Mr. Henderson felt that his years at Dartmouth changed his life, and he remained devoted to the school, serving as Chairman of the Overseers of Tuck School and then as a Trustee of the College from 1981-1991, during which time he was chair or vice-chair of six committees, including the Investment Committee and the Nominating Committee. He was also founding Chairman of the President's Leadership Council, a role he held for seven years. Dartmouth recognized this outstanding service by presenting Mr. Henderson first with the Dartmouth Alumni Award in 1993, and then with an Honorary Doctor of Law Degree in 2003.

Mr. Henderson was a member of the Somerset Club, the Windsor Club, the Commercial Club of Boston, the Baker Hill Golf Club, and the Wellesley Country Club.

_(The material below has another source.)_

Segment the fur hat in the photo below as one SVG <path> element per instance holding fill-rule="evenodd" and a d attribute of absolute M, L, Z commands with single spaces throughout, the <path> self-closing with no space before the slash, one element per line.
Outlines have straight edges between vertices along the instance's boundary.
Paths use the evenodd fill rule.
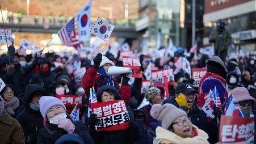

In his autobiography, Mr. Henderson attributed his success to the strength his family provided, yet they would say he fueled that strength, demonstrating in word and deed that family is paramount. He will be remembered for his incredible kindness, his generosity of spirit, and his wonderful sense of humor.

We will celebrate Mr. Henderson's life November 16, 2019 at 11 am, Trinity Church, Boston.

In lieu of flowers, the family asks that memorial contributions be made to Dartmouth College, Henderson Scholarship Fund. Checks may be sent to: Dartmouth College; 6066 Development Office; Hanover, NH 03755.